Inizio col botto Ducati, questa volta in senso positivo (pensando a Salt Lake City), per il mondiale superbike nella terra australe, dove ha visto solo un unico protagonista dominare la scena: Carlos Checa, un non più giovane pilota che ha stracciato la concorrenza con due manches da incorniciare regalando la prima vittoria alla non “ufficiale” Ducati. Le promesse fatte dal DS Ducati, in merito al solo ritiro della squadra ma non all’impegno nella superbike, sembrano rispettate, infatti Checa oltre ad un ottima guida disponeva di un mezzo veramente performante in grado di danzare agevolmente sul tracciato australiano, anche se Bevilacqua (proprietario del team) dice di avere solo le sospensioni differenti dagli altri Ducati. Vedremo… Bene anche il fresco campione del mondo Biaggi, in un circuito storicamente ostico all’Aprilia, che ha portato a casa due preziosi secondi posti, con una cavalcata solitaria in gara uno, e con un bel duello tutto italiano in gara 2 con il “rookie” Melandri ancora alle prese con la spalla dolorante…Il ravennate infatti ha dimostrato di saper condurre la sua R1 fino alla fine dall’alto della sua esperienza, e se nella prima frazione ha perso il podio per pochi decimi, nella seconda ha gestito il bene il duello con Max, seguendolo, punzecchiandolo e sicuramente “imparando” la gestione della moto per portarla fino a fine gara. Ottimo anche Haslam, pilota coriaceo e grintoso, che ha portato sul terzo gradino del podio una BMW ancora da assettare ma con grandi potenzialità. Bene Fabrizio sempre nella top ten, quasi bene un altalenante Rea fino al resto del gruppo con piacevoli new entry (Laverty) e spiacevoli conferme (Toseland).

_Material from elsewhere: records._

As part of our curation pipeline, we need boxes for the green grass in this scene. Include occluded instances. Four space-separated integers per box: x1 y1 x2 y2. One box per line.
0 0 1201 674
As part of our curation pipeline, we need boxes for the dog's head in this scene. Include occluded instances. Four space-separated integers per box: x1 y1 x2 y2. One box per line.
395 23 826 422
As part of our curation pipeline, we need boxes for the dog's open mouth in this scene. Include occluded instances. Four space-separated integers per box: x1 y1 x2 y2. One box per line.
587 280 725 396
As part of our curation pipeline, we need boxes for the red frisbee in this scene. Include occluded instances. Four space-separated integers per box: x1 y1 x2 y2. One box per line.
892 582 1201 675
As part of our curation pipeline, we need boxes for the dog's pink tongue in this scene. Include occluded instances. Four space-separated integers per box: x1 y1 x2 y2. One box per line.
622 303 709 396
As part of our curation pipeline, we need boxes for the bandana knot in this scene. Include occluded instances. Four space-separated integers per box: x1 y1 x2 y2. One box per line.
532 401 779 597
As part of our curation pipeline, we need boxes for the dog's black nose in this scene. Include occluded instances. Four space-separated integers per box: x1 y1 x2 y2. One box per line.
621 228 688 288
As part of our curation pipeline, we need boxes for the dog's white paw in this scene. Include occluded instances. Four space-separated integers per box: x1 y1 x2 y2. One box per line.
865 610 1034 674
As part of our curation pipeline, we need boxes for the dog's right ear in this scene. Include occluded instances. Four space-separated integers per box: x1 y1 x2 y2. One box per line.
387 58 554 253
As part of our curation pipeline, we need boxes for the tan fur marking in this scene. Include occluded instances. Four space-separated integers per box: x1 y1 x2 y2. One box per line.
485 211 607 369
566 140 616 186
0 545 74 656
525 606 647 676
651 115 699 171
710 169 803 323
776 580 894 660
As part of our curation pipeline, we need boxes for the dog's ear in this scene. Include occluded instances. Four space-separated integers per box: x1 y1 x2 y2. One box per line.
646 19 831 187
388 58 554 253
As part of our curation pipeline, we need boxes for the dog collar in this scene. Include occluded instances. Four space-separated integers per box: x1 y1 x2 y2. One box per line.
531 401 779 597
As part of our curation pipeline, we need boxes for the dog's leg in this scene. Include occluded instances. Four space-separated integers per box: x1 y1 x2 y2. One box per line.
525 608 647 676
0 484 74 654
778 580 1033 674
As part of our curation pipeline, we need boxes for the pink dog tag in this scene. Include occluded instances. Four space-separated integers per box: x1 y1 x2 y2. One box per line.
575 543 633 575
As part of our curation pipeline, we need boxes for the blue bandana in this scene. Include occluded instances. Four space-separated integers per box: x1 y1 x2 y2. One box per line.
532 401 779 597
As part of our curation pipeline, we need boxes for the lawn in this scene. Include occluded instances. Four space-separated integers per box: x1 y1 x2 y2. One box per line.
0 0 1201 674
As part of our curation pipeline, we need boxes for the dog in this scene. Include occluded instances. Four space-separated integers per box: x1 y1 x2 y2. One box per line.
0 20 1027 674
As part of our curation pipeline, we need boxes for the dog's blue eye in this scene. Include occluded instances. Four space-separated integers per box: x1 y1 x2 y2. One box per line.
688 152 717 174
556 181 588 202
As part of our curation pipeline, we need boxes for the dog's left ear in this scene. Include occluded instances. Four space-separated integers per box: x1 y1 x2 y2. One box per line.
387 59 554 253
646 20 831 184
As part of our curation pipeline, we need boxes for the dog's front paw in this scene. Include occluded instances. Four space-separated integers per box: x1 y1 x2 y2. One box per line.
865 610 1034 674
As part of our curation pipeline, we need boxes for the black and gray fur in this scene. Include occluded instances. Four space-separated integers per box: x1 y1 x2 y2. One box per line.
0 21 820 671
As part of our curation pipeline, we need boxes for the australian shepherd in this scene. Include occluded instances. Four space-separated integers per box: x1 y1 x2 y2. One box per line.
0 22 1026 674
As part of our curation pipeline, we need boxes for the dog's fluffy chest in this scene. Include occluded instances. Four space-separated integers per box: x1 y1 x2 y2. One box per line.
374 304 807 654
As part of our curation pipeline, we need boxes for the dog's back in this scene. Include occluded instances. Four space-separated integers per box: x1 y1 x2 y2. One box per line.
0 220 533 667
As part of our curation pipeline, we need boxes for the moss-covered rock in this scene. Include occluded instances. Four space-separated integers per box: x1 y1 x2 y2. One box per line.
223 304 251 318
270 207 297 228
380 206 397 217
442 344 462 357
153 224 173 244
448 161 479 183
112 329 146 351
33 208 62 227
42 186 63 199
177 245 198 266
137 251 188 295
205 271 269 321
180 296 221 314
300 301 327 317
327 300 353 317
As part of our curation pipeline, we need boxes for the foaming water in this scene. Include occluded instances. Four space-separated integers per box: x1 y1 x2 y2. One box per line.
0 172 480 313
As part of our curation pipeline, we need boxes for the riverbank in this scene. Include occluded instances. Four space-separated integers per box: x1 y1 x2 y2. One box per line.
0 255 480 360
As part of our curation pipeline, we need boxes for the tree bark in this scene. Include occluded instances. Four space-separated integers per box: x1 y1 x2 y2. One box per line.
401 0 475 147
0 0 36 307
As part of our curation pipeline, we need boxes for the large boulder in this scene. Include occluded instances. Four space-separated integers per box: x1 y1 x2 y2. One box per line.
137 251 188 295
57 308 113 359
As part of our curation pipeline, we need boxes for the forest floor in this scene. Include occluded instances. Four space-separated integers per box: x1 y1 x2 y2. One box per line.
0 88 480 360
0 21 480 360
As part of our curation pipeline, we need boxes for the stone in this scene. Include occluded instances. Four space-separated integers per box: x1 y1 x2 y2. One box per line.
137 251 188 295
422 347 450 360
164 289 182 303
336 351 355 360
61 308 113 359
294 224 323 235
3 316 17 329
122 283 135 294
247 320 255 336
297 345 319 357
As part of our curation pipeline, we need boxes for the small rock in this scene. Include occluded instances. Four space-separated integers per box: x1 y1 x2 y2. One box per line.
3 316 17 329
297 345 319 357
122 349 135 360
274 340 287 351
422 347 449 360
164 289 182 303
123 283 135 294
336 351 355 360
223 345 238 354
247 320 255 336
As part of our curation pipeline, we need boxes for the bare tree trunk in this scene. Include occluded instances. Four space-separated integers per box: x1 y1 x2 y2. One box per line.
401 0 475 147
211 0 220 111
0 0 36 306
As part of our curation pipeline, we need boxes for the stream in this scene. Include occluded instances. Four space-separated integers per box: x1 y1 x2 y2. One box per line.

Di superbike in questi giorni ha parlato molto Batta, il team manager della Suzuki, uno che la sa lunga sulle corse, e che a mio modesto parere, ha fatto un quadro della situazione lucido, sia nell’intervista a GPOne (qui) sia ai microfoni di La7, sottolineando il momento difficile del nostro sport sempre più privo di un identità precisa com’era nel passato, ma soprattutto sempre più privo di denari per il sostegno alle squadre, in cerca perennemente di sponsor (Althea ha dichiarato una spesa di 2 milioni d’euro a stagione). L’ho già detto in passato e lo ribadisco oggi: la stupida “guerra” tra Infront e Dorna non porterà a nulla di buono al motociclismo. E’ vero c’è il mercato asiatico in espansione e alla fine conteranno le vendite di tutto l’indotto che circola intorno alle due ruote, ma c’è da capire realmente quale sarà il confine tra sport vero, per come siamo abituati noi motociclisti a conoscerlo, oppure puro marketing, creando ibridi come lo è già la Moto2, la Superbike stessa, e la futura MotoGp.
Di rilievo la vittoria di Scassa in Supersport, in volata con altri tre piloti, dopo una bella battaglia che ha riportato anche la Kawasaki ai vertici della categoria.